On July 9, MCDD presented the “Beyond Physical Inclusion: Strategies for Supporting Full Participation of People With Disabilities in Schools, Organizations and Communities" Summer Learning Series session. Guest presenters included Amie Lulinski, PhD, FAAIDD, and Rebecca Marsh, EdD. Participants learned ways in which systemic collaboration helps in strategizing change in intervention development, implementation and service delivery, and effective strategies for facilitating the social inclusion and full participation of people with IDD and other disabilities in schools, organizations and the community.
On July 14, Natasha Ludwig, PhD, and Rowena Ng, PhD, conducted a Summer Learning Series session, “Understanding Neuropsychological Assessment and Developmental Disorders: Assessment and Treatment Considerations.” Dr. Ofonedu invited them to provide an overview of what neuropsychological assessment is and the principles that guide it. Participants learned how to utilize practical treatment considerations when customizing interventions to address the everyday concerns and questions of individuals and their families.

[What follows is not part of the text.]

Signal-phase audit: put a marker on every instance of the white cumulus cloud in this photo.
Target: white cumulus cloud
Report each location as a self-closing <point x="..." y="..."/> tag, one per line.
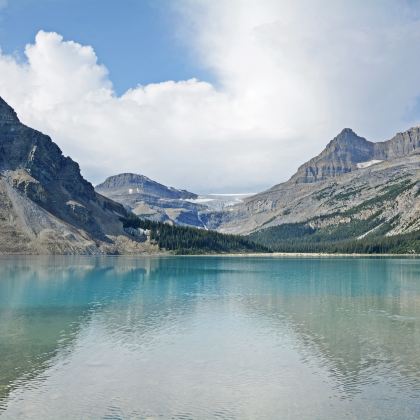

On July 16, as part of the Summer Learning Series, guest speaker Daniel Dodgen, PhD, described some of the threats of today’s world with an emphasis on their impact on children. Participants learned how to apply community-based strategies to improve preparedness, response and recovery to protect children and the community, especially those with special healthcare needs and disabilities.
On July 23, Dr. Ofonedu, Lori Markland and Denise Barton Schuler of the Maryland Technology Assistance Program (MDTAP) conducted a virtual tour of the MDTAP Library to educate participants on some of the newest assistive technology (AT) on the market. Attendees also learned about financial loan programs, the loan application process, available AT program resources and how to best advocate for their use at home, school and agencies, and in the community.
On July 28, as part of the Summer Learning Series, Alia Dommestrup, PhD, BCBA-D, and Ashley Murphy, PhD, BCBA, gave an introductory overview of the basic theory of applied behavior analysis (ABA) as it pertains to teaching new behavior and reducing problem behavior for children with IDD. Participants also learned key educational strategies for working with children with disabilities.
On July 30, Dr. Ofonedu conducted the season’s final Summer Learning Series session, “Being the Best Advocate for Your Child at School and in the Community,” a workshop for parents. Participants explored strategies for effectively working with school staff members to meet their child’s support needs. Dr. Ofonedu introduced important topics regarding children’s social, emotional and behavioral health, and when to be concerned. Participants also learned about available intervention resources at school and in the community.